Hétéroclite, Je reviens d’ici part dans différentes directions. Les musiques, composées par son fidèle acolyte Manu Trudel, mordent autant dans le folk, le tango, le dixie, le rock que le genre latin. Seule la poésie – elle chante les mots de Serge Mongrain, Yves Boisvert, Jean-Paul Daoust et Guy Marchamps, entre autres – tisse un lien solide entre les pièces. Un pari audacieux. "Pour ce premier album, on s’est dit qu’on se campait dans quelque chose de très personnel et d’intègre. Ça me plaît d’offrir ça, comme image. Peut-être n’ai-je pas sorti d’album avant parce que j’ai toujours eu de la difficulté à savoir où je me positionne dans l’univers musical québécois?
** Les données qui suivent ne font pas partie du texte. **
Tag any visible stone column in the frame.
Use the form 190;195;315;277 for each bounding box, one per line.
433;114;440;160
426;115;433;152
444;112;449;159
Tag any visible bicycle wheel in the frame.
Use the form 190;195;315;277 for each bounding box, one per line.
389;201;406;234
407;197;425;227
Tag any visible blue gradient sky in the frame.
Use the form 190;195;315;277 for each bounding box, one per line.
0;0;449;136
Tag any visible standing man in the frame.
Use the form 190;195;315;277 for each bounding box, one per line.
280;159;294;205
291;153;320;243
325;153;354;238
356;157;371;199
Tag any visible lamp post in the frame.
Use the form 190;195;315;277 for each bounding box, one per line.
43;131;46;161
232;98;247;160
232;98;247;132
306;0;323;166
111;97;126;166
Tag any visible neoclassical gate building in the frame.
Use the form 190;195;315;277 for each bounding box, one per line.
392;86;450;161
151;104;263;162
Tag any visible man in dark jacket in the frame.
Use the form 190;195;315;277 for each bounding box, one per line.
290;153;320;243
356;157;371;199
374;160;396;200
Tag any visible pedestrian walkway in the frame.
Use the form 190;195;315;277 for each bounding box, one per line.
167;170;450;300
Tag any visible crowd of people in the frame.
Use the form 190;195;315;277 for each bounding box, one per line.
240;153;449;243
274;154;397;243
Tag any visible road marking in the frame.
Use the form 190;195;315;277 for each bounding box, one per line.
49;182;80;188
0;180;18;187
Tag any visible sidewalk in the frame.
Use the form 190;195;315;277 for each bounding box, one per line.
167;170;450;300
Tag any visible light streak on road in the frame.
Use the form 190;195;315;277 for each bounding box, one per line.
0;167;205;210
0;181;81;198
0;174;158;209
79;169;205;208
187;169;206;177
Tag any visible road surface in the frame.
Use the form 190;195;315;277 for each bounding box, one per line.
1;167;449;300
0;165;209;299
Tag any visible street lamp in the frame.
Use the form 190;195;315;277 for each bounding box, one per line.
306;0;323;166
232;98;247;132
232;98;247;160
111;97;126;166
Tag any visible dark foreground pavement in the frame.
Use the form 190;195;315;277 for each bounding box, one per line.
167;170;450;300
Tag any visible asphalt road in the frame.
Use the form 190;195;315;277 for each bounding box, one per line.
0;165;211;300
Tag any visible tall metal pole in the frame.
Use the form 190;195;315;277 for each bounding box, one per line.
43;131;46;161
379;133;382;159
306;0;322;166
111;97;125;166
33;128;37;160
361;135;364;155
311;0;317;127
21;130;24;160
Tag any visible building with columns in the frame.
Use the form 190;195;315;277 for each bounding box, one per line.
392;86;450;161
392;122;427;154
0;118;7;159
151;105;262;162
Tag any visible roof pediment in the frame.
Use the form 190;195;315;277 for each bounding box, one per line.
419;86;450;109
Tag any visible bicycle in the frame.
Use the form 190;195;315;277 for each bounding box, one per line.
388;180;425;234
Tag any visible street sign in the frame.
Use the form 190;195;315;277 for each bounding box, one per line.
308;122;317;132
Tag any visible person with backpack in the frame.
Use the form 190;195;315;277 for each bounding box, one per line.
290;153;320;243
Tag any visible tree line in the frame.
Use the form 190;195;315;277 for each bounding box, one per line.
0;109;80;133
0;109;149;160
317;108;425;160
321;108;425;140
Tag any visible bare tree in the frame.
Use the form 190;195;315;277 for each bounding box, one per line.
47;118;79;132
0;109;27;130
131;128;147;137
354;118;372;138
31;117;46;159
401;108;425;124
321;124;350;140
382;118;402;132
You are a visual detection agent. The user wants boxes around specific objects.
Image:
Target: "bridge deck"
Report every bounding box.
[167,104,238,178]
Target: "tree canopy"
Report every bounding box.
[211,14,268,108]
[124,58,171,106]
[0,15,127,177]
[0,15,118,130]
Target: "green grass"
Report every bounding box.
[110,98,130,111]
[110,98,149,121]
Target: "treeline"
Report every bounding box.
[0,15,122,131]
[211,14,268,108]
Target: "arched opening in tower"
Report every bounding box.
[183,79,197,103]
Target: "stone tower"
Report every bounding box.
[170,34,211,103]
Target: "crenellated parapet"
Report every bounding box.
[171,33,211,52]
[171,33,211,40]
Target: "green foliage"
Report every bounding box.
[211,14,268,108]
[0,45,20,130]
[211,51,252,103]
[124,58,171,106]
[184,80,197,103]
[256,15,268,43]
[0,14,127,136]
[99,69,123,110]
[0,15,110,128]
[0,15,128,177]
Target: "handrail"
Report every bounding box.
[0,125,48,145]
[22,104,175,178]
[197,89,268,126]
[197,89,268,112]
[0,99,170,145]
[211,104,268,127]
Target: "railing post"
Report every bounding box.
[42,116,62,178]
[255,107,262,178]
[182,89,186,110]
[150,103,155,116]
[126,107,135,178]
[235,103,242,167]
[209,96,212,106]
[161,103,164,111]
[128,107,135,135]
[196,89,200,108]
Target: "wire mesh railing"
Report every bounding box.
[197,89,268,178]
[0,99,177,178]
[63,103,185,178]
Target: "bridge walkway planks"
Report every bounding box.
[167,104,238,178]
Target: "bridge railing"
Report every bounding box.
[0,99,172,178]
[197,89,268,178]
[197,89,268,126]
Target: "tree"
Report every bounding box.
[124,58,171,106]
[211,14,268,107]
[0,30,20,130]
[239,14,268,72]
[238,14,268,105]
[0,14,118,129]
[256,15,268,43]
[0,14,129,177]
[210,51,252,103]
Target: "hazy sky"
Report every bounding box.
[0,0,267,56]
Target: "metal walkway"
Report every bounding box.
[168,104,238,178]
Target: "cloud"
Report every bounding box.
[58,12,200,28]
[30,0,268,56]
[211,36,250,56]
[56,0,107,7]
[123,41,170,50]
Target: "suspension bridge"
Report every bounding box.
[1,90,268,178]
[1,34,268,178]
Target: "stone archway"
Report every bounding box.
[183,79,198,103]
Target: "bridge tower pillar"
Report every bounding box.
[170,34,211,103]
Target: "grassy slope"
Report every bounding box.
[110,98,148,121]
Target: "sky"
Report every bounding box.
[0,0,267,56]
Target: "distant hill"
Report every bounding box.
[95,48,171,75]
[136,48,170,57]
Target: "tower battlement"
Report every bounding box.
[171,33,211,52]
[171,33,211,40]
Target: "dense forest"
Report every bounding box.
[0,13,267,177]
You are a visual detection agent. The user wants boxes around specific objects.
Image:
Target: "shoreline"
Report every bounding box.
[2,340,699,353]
J’ai fait toutes sortes de trucs; j’aime les mots et la poésie. Avant tout, pour moi, c’est le texte qui est important. Je ne crois pas avoir un style musical plus qu’un autre", défend-elle. D’ailleurs, à cette question, celle qui se définit comme une communicatrice avoue n’avoir jamais su quoi répondre. "Je pense que mon vrai talent est de complètement habiter et de rendre vivant le texte que je propose. Je crois que c’est à ce moment-là que la voix devient belle. Sans ça, je ne pense pas que je chante bien. C’est le propos qui suscite l’émotion et l’émotion, la beauté dans la voix."

TROUVER SES MOTS

En plus d’avoir transcendé la peur de sortir un disque, Fabiola Toupin a signé le dernier titre, Entre vous et moi. Un passage obligé en quelque sorte. "C’est comme s’il avait fallu que je passe par le rôle d’auteure pour me donner le droit de n’être qu’une interprète… Je n’aime pas dire ça. Je m’explique. Dans le milieu, on me demande souvent: "Est-ce que tu fais juste chanter? Écris-tu tes chansons?" C’est peut-être un mélange de ma perception et de ce que les gens essayent de me dire de façon maladroite; aujourd’hui, c’est difficile de valoriser l’interprète. À l’époque, les Pauline Julien et compagnie étaient considérées comme de grandes artistes qui portaient à bout de bras les poètes du Québec et qui les faisaient connaître partout. Aujourd’hui, quand on est interprète, on est considéré comme une personne manipulée un peu par l’industrie, une personne qui n’a pas de propos, qui a plus ou moins de démarche artistique. Alors que moi, j’ai toujours senti que je m’appropriais très bien ma démarche artistique, que j’avais des choses à dire et que le choix de personnes avec qui je travaillais était important. À travers cette chanson-là, c’est un peu ça que je dis. Est-ce que je peux être seulement interprète et que ça soit suffisant?" Elle ajoute doucement, les yeux étincelants: "J’ai toujours été là où je sentais que je pouvais habiter le propos. J’ai trop de respect pour ce métier-là pour le faire juste pour le flashing, la performance, le tape-à-l’oeil. Je pense que le public mérite plus que ça. Si la nature a créé des artistes, je pense que c’est parce qu’elle a besoin d’abord d’un témoin de la beauté, de l’émotion qui nous habite. On a besoin d’avoir des phares qui nous disent qu’on est tous pareils, qu’on est tous fragiles à la même place, qu’on a tous peur du jugement et d’être seuls… Moi, je me sens porteuse de ça."